Most of us can name at least half a dozen men under 40 who have made walloping millions. But the number of similarly high-profile young entrepreneurial women is disarmingly small. For entrepreneurial women, the analogy goes something like this: Overexposed: Michael Dell. Underdeveloped: Your Name Here.
On the other hand, this is hardly a bad time to be an entrepreneurial woman. In terms of sheer numbers, women business owners are more powerful than ever before. The National Foundation for Women Business Owners in Silver Spring, Maryland, reports that the number of women-owned businesses has more than doubled in the past 12 years, to 9.1 million firms. Women-owned companies represent 38 percent of all U.S. businesses and account for a healthy $3.6 trillion in annual sales.
Also healthy: attitudes among young women entrepreneurs, who aren't weighted down by fear or discrimination. Where baby boomer women rose up against traditional barriers to success, today's post-feminist generation barely acknowledges them.

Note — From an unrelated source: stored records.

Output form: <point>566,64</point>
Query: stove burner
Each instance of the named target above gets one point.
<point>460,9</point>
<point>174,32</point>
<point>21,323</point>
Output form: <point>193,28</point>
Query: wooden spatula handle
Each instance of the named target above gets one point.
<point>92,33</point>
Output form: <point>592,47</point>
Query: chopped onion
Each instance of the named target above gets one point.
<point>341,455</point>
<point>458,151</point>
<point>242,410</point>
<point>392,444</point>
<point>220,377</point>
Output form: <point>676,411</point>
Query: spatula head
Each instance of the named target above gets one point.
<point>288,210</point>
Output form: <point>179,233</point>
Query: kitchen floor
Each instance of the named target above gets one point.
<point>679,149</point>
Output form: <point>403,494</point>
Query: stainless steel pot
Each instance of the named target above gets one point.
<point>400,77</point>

In fact, Brenda Do, 29-year-old co-founder of Rock Solid Products Inc., a plastics manufacturer in Reno, Nevada, says being an Asian-American woman may have helped her first company, an e-commerce start-up, secure financing. "The bank told us they were eager to work with companies that weren't headed by middle-aged white guys," says Do, who expects Rock Solid's sales to hit $800,000 this year.
Jennifer Hodges, 30-year-old founder of San Juan Capistrano, California, Hero Nutritional Products and creator of the top-selling Yummi Bears line of children's nutritional supplements, also sees no handicap in being a woman. "Too many women approach business with a huge fear of competing with men," says Hodges. "I grew up in a family that told me anything was achievable. For me, being a woman has never been a disadvantage."
"What these women are saying is that they don't want to be viewed as successful women, but rather as successful people," says psychologist Dr. Sylvia Rimm, whose book See Jane Win (Crown Publishers, $25, 800-795-7466) tracks the childhood and young adult experiences and attitudes of 1,000 successful women. "They no longer view themselves as pioneers [for being in nontraditional fields like entrepreneurship], even when they are. They're concentrating on accomplishing what they're trying to accomplish, not on trying to change the world."
Is this progress? Certainly. Compared to the bad old days--when the most impressive entrepreneurial woman couldn't secure a bank loan without bringing her husband along to cosign--being able to take care of business without viewing yourself as a poster child for the feminist cause is an absolute breakthrough.